For centuries Christians have believed that to worship is to enter into the presence of heaven. There is a sense that when we gather to encounter the Word of God in the Scripture and to take the Word of God into our lives through the Eucharist that we are stepping away from earth and into heaven itself. The Eucharist is heavenly food for our earthly pilgrimage. During worship we join “our voices with Angels and Archangels and with all the company of heaven” (Book of Common Prayer, 362) and with “those in every generation” (BCP, 370), both past, present, and future who have loved and worship the Triune God.  
Our earthly worship is a participation and anticipation of the worship of heaven. Having experienced and received love in worship we are then strengthened and commissioned to walk in love for the rest of our week and in the process experience heaven on earth. In some ways, the full experience of heaven after death should not be surprising for the Christian.

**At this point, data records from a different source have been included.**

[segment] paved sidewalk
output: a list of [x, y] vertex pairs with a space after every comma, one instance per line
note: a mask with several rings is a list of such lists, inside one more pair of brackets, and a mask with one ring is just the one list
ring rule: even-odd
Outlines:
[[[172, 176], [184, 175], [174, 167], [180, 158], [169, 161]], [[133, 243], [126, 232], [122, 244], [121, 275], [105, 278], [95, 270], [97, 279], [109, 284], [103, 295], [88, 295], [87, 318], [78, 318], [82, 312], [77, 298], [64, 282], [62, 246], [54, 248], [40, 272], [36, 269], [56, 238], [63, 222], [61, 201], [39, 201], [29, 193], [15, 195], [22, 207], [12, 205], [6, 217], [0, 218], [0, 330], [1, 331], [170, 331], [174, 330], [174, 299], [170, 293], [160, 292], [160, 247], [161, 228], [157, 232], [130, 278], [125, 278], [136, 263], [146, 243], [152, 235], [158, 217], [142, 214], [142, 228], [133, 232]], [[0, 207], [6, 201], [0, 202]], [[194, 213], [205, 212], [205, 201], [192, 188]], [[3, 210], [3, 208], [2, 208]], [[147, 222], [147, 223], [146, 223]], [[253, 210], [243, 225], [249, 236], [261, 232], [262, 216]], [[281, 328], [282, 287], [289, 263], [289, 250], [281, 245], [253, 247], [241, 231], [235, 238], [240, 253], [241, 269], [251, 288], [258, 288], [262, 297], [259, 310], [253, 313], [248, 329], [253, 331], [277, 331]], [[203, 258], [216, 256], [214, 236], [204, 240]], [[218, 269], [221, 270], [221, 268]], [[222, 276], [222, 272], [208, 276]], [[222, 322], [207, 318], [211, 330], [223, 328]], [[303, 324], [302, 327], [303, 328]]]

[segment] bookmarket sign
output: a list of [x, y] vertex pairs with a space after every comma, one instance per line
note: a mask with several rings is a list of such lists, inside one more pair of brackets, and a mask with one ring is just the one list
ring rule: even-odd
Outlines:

This is because the Christian will have spent his or her entire life seeking the country of heaven, taking short visits there, and exploring its outlying territories. Death will simply change the Christian from being a tourist of heaven, visiting occasionally, to being a resident of heaven, living there until the day of Resurrection when God will create a new heaven and a new earth. 

Tuesday, May 1, 2012

The Resurrection of the Dead

The belief in a general resurrection of the dead at the end of time is one of the oldest beliefs of the Christian faith. It is found throughout the pages of the New Testament and in both of the oldest and most widely used statements of Christian belief, the Apostle’s and Nicene Creeds. However, while this doctrine is ancient and attested to by both Holy Scripture and Holy Tradition it is not well known.

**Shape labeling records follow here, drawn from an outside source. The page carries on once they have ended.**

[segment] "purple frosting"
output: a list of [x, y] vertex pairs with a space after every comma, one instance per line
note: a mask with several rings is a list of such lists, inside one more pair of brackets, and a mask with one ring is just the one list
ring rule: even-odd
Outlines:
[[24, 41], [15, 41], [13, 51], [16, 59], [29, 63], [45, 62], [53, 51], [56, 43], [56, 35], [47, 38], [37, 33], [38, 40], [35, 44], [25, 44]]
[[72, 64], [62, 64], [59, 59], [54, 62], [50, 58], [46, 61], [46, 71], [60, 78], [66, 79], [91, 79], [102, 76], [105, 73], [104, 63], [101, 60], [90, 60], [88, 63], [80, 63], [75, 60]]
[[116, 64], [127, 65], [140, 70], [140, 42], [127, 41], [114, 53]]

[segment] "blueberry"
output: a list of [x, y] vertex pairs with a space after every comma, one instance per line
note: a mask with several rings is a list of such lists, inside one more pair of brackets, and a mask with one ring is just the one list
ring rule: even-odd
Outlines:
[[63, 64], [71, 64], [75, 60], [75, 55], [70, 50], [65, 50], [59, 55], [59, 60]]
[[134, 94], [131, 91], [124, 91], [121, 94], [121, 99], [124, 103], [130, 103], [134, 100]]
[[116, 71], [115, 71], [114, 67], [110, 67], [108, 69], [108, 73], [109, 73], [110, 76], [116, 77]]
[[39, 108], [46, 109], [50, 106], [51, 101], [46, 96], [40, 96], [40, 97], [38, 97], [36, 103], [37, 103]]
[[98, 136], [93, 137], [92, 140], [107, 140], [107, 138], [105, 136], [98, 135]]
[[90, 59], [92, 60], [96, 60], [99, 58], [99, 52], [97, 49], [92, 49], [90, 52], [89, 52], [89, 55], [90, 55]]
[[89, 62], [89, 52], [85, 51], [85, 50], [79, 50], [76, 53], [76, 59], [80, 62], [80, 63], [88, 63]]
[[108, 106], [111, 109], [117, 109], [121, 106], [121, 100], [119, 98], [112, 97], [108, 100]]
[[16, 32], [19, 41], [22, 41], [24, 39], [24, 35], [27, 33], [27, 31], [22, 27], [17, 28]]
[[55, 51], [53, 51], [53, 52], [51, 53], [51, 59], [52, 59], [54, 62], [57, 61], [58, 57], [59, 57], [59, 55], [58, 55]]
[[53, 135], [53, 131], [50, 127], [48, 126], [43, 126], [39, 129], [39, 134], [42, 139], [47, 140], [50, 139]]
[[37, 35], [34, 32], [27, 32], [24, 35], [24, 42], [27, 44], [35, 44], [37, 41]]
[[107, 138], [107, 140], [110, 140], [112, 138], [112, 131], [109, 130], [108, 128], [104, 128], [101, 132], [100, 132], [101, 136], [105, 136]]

Most Christians believe that after they die they will be separated from their bodies, judged, and then go to be with God in heaven forever. This sort of view, according to traditional Christian faith, is missing part of the story. The story we find in the pages of Scripture and the story that men and women have preached, taught, believed in, and died for during the course of 2000 years. One of the distinctive aspects of Christian faith is its affirmation of the body, both for this life and the life to come.

Bishop N.T. Wright, Anglican bishop, New Testament scholar, and perhaps the leading authority today on this subject of life after heaven, has done much to remind us of the importance of the Resurrection of the dead on the last day. Bishop Wright compares our future selves, after the resurrection of the dead, to our current selves in a helpful way.
He comments that sometimes when we visit a friend or relative in hospital we say that “they were a shadow of their old selves.” Wright tells us that we are currently “a shadow of our future selves,” meaning we will become fully as God intended on that future day (to hear directly from N.T. Wright on this subject click here, to check out his book on this subject, click here).
Our hope for life after death as Christians is life after heaven, the resurrected life.  Christian belief about the final things: death, judgment, heaven and hell, have vast implications for our lives right now. Since Christ will return we must always be prepared for his arrival.

Since Christ will create a new heavens and a new earth at the end of time we must get busy working with God to re-deem our world, because God will create the new world out of the old. All that we do in this life, whether we are saving the environment or saving souls will be included in the new creation. This should be a great encouragement, because this means that all of life has a double-meaning, both for the present, and for the future life to come.